The largest of the anterior radicular branches usually arise from the lumbar arteries between the L1 and L2 vertebrae. This largest anterior radicular branch is called the artery of Adamkiewicz or anterior radicularis magna (ARM) or arteria radicularis magna.
Thus the anterior and posterior radicular arteries supply the:
- spinal cord (along its entire length)
- spinal nerve roots
- anterior and posterior spinal arteries
The spinal cord is covered along its length within the vertebral canal (spinal canal), by spinal meninges. The pia mater of spinal meninges is highly vascularized and has an arterial plexus called the arterial vasocorona. This arterial network also sends branches into the spinal cord.

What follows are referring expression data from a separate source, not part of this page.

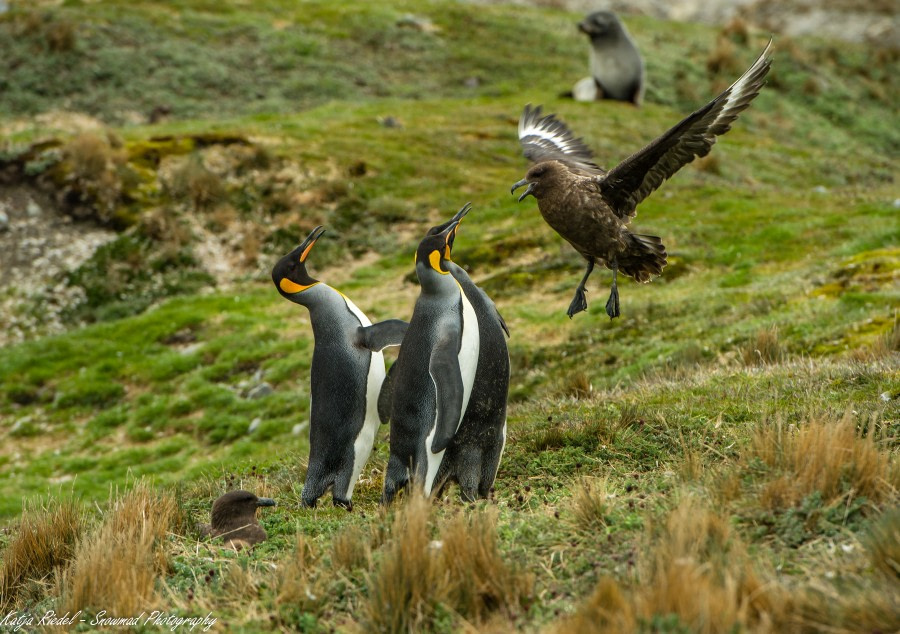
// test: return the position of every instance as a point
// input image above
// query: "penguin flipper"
(386, 395)
(496, 312)
(445, 373)
(379, 336)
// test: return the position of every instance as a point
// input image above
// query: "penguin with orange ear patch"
(345, 378)
(432, 379)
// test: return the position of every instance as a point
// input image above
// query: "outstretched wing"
(546, 138)
(636, 177)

The spinal cord receives blood from three longitudinal arterial channels that extend along the length of the spinal cord. These longitudinal arteries are:
- the anterior spinal artery, which runs along the anterior median fissure
- two posterior spinal arteries, which run (one on each side of the midline) along the posterolateral sulcus (i.e., along the line of attachment of the dorsal nerve roots).

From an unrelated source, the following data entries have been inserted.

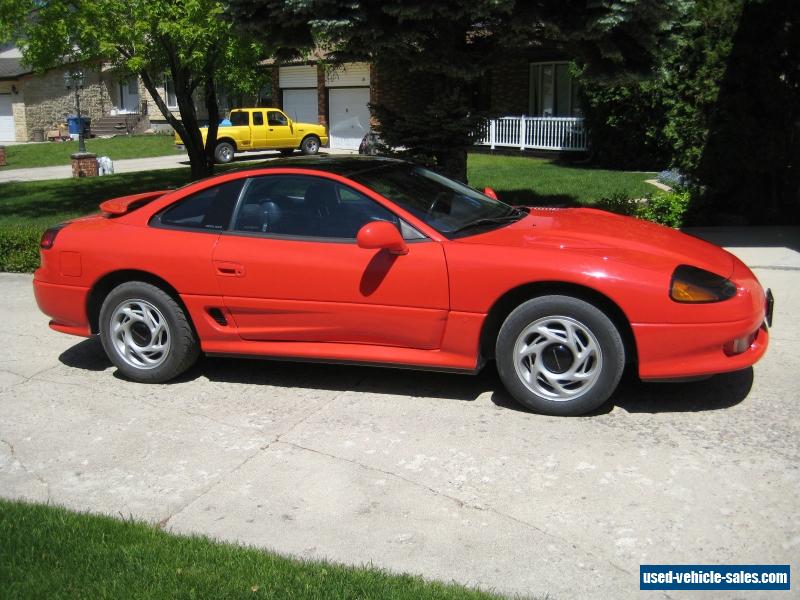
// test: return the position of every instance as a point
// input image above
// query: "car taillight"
(49, 237)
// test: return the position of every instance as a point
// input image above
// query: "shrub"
(19, 248)
(620, 203)
(666, 208)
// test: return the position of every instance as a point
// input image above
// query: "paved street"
(434, 474)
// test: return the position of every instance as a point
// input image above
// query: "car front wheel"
(146, 333)
(559, 355)
(310, 145)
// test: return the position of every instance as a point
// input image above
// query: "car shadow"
(633, 396)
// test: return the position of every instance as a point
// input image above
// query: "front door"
(129, 96)
(291, 270)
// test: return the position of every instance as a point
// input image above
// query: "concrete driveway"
(434, 474)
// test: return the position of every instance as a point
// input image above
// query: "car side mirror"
(381, 234)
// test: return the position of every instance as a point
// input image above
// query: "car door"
(290, 269)
(186, 231)
(279, 131)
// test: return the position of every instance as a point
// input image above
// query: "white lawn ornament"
(105, 166)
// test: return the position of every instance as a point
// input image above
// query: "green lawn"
(523, 180)
(117, 148)
(49, 552)
(26, 209)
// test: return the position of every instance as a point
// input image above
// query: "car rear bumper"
(65, 305)
(672, 351)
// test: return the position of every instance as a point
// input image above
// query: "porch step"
(111, 125)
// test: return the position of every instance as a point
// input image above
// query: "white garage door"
(349, 116)
(301, 105)
(6, 119)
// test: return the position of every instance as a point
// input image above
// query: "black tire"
(310, 144)
(224, 152)
(141, 317)
(559, 355)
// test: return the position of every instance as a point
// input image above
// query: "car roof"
(340, 165)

Although the anterior and posterior spinal arteries are longitudinal and extend the length of the spinal cord, blood to these spinal arteries (flowing from the vertebral arteries) reaches only up to the cervical segments of the spinal cord. Lower down, the spinal arteries receive blood through radicular arteries. Thus, the radicular arteries are commonly referred to as feeder arteries of the spinal cord.
Arterial distribution of the spinal cord is more readily visualised on a transverse section of the cord. The greater part of the cross sectional area of the spinal cord is supplied by branches of the anterior spinal artery.

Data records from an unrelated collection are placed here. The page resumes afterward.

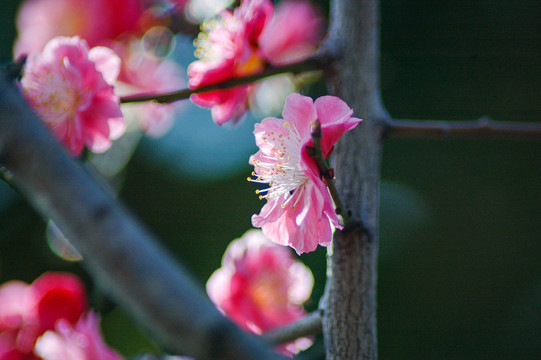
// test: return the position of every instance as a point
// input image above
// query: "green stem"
(327, 174)
(314, 63)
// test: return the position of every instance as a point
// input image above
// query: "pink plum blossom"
(261, 286)
(226, 51)
(299, 211)
(293, 34)
(70, 88)
(27, 311)
(96, 21)
(142, 73)
(242, 43)
(82, 341)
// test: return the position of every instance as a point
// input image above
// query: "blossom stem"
(311, 64)
(308, 325)
(327, 174)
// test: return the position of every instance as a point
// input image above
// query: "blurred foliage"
(460, 276)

The anterior spinal artery gives off branches, some of which enter the cord through the anterior median fissure (or anterior median sulcus) and are, therefore, called sulcal branches of the anterior spinal artery. The anterior spinal artery and its branches supply:
- the anterior grey column of the spinal cord (lamina VIII & IX)
- the lateral grey column of the spinal cord (lamina VII)
- the central grey matter (lamina X)
- the anterior funiculus (white matter)
- the lateral funiculus
- the anterior portion of the posterior grey matter
The two posterior spinal arteries and the pial arterial plexus (arterial vasocorona) supply the:
- posterior grey column (including lamina I – VI)
- posterior funiculus
Thrombosis (formation of blood clot) in the anterior spinal artery produces a characteristic syndrome. The territory of supply/areas affected includes the corticospinal tracts and the spinothalamic tracts.
Thrombosis to vessels supplying the corticospinal tracts leads to an upper motor neuron paralysis below the level of lesion (level in the artery where the clot is located). Thrombosis to the arterial supply of the spinothalamic tracts lead to loss of sensations of pain and temperature below the level of lesion. Thrombosis in the posterior spinal arteries affect the posterior column tracts and thus leads to loss of touch and conscious proprioceptive sensations.